Speaking to audiences is my way of pulling together theories, philosophies, and ideologies that are written on paper and connecting them to the reality of actual patient-care events experienced by those with clinical backgrounds.

Presenting has been one of the pleasures of being in this line of work, bringing to light clinical workplace realities, while emphasizing injury risks that accompanies clinical practice. What I’ve always found interesting when speaking to colleagues is the level of selflessness commonly shared amongst many clinical professionals; for many never consider the hazards of professional practice until after they’ve experienced a work-related injury.

One of the things that I like to call to the attention of my audiences is the inherent physical risks that exists in clinical practice. I make it a point to highlight that as it relates to the physical aspects of lifting and moving patients, there is no manual lifting technique that can consistently prevent us from injuring ourselves when lifting human weight. Many would argue that applying proper body mechanic techniques is an adequate injury prevention mechanism. However, those arguments are often constructed without ever considering that proper body mechanics were created for the purposes of lifting fixed objects such as boxes and other forms of cargo and freight. When I illustrate what keeping your back straight while using your legs to lift would actually look like if applied according to “proper” body mechanics, audiences often laugh for the movements are contrary to the way humans actually interact with one another. We rarely consider the actual reason why we insist on applying this style of lifting to patient care; unfortunately, the answer has everything to do with there being no manual lifting technique that can prevent caregivers from injuring themselves. The nursing profession has settled for substandard techniques which are reflected as the occupation with the highest work-related injury totals as reported by the Bureau of Labor Statistics.

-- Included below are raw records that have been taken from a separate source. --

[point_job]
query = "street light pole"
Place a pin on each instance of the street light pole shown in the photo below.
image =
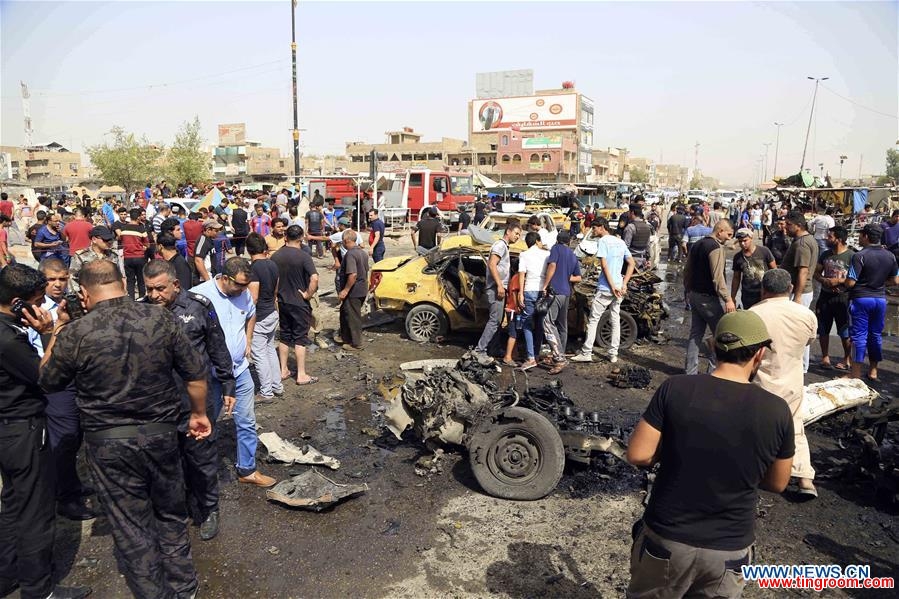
(776, 148)
(817, 80)
(296, 122)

After taking audiences “down the road” of reality and reconsideration, I then explain the optimism that has been discovered through technology and innovation. The solution to protecting clinical professionals from debilitating musculoskeletal injuries acquired from lifting and moving patients. In teaching audiences the concepts found in Safe Patient Handling programs and how injuries can be prevented through the use of patient-lift technology, the reactions are usually mixed with both optimism and pessimism. Because there are varying opinions and philosophies related to how we move forward in providing patient care while minimizing the risks associated with manual labor, it brings to the forefront the importance of having a skilled Safe Patient Handling professional with the ability to address related concerns by providing suitable solutions to traditional nursing practice methods.

I effectively leverage my professional nursing experience to suggest that through applying the appropriate strategies involving patient lifts in clinical settings, it remains possible to provide consummate patient-care without sustaining life-altering injuries in the process.